What happens as time goes on, though, is that you end up drinking fancier beer through the force of circumstance. Sometimes you'll go to a bar that only has microbrews. Sometimes you'll have a friend that keeps buying you nice beers. Sometimes you'll be on a date and want to show the girl you're out with what a sophisticated guy you are. Mostly, though, you just drink smaller-label brews because you want to try something different. It wasn't that I was resistant to change or didn't want to try different things. I just didn't want to ever switch from primarily drinking cheap beers.
What ended up happening with me, though, is that as time went on and I was drinking more and more expensive/dark/fancy/small label beer, is that I found I couldn't go back to the cheaper stuff. As I acquired a taste for darker and more complex beers, I found it was more and more unpleasant to drink watery, bland beers. Not that, say, Bud Light ever tasted good, exactly. It just tasted like beer. And beer, back then, tasted like mildly alcoholic water. After expanding my pallet, though, and begining to enjoy darker and fuller bodied beers, Bud Light started tasting bad, actively bad. And I've found, to my consternation-- and to the detriment of my wallet-- that at this point I'd rather spend the $5 for a draft of something good than the $3 for another bottle of water beer. (Readers from New York, Los Angeles and other places with inflated drink prices are probably sighing wistfully right now.) It seems there's no going back to the Keystone Light days.

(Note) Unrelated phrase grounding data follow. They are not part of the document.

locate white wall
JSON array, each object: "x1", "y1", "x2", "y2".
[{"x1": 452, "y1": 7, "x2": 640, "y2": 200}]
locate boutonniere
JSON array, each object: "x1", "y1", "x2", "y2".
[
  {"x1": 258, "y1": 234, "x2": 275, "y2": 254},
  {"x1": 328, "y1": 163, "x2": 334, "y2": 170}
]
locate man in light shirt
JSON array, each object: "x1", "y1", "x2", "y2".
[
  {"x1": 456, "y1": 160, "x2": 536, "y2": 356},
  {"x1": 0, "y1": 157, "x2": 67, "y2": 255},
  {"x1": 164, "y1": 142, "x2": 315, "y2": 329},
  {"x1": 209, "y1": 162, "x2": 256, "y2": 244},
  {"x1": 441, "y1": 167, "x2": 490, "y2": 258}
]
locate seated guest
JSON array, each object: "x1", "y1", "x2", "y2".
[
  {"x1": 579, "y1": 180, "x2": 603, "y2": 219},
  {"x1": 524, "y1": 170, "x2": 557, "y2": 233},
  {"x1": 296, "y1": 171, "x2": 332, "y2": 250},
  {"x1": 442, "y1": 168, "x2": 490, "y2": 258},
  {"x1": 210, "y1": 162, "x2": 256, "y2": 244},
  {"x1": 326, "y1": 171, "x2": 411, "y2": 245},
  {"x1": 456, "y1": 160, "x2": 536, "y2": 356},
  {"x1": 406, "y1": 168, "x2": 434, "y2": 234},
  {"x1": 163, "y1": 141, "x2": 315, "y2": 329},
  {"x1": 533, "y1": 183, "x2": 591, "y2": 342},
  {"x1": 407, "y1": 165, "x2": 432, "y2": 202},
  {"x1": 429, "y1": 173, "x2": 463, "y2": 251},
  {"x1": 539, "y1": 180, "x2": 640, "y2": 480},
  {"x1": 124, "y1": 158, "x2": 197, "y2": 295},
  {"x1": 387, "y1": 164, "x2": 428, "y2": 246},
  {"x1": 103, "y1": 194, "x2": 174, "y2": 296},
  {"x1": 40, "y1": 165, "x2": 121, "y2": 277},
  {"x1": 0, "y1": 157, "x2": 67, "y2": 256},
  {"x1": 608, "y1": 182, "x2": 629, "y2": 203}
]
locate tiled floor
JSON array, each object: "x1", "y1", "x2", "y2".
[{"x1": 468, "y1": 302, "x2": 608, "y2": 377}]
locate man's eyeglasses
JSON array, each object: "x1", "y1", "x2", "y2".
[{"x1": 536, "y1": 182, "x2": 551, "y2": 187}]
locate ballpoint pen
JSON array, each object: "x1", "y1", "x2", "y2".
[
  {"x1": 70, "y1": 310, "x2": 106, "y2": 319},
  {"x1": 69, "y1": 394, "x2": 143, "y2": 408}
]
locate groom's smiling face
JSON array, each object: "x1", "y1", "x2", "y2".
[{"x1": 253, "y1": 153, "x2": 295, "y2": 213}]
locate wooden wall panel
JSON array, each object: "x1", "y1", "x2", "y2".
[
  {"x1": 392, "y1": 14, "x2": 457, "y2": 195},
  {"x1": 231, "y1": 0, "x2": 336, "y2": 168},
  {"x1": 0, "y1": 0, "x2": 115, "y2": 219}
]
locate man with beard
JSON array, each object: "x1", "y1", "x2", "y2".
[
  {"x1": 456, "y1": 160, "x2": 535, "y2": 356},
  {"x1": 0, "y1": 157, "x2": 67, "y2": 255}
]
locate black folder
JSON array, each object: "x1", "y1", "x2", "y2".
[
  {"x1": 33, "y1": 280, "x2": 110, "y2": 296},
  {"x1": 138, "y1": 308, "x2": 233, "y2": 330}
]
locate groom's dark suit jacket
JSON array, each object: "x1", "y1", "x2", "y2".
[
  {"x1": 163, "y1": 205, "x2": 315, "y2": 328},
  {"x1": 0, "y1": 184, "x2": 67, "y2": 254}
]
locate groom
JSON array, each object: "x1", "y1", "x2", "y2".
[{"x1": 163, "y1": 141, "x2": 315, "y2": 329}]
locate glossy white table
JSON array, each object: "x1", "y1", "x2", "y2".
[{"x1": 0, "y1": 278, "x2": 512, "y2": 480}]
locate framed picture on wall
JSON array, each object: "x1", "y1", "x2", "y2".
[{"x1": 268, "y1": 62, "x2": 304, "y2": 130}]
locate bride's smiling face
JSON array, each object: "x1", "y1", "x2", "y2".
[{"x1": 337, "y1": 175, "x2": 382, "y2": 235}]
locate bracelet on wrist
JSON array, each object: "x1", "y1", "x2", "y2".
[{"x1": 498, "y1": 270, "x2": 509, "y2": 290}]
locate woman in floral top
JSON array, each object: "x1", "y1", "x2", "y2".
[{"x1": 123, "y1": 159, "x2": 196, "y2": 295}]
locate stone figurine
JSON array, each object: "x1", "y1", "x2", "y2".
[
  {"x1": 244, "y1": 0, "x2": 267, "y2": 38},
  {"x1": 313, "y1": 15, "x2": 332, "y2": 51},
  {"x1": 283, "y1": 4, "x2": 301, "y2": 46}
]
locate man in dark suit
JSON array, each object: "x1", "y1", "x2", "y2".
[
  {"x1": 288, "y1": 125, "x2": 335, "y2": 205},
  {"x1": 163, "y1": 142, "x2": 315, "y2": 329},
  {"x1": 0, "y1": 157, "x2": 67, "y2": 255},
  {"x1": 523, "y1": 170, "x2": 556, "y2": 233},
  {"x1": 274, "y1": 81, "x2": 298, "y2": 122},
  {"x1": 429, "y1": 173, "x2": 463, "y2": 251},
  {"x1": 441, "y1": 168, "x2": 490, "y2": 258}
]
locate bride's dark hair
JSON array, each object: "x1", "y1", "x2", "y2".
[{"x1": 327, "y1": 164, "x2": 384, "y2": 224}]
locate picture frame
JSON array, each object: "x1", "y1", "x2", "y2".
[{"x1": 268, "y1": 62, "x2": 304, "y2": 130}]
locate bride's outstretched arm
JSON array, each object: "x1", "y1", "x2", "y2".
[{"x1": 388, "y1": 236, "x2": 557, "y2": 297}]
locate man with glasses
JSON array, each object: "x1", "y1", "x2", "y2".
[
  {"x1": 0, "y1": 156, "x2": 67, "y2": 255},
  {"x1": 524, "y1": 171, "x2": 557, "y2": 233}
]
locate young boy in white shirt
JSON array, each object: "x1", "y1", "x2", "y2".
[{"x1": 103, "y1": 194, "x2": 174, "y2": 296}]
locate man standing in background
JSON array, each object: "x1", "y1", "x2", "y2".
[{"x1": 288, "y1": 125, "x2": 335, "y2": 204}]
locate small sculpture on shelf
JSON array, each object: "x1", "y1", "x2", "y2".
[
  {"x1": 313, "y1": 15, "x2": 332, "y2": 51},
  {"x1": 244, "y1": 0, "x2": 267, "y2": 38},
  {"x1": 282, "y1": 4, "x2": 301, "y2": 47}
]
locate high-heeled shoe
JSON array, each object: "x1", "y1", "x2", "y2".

It's important to me, though, that my preference never becomes evangelism. I certainly am not going to begrudge anybody the beer they like. And I'm also never going to recoil at drinking whatever I'm given or is on hand. But when I buy my own, I'm sorry to say, it'll be something more expensive, although I certainly don't know enough to say that I drink "the best". (There are plenty of people who would put me to shame in the beer-knowledge category.) Anyway, this is just to say that, for me, the move towards more expensive beer was a matter of chance, not design.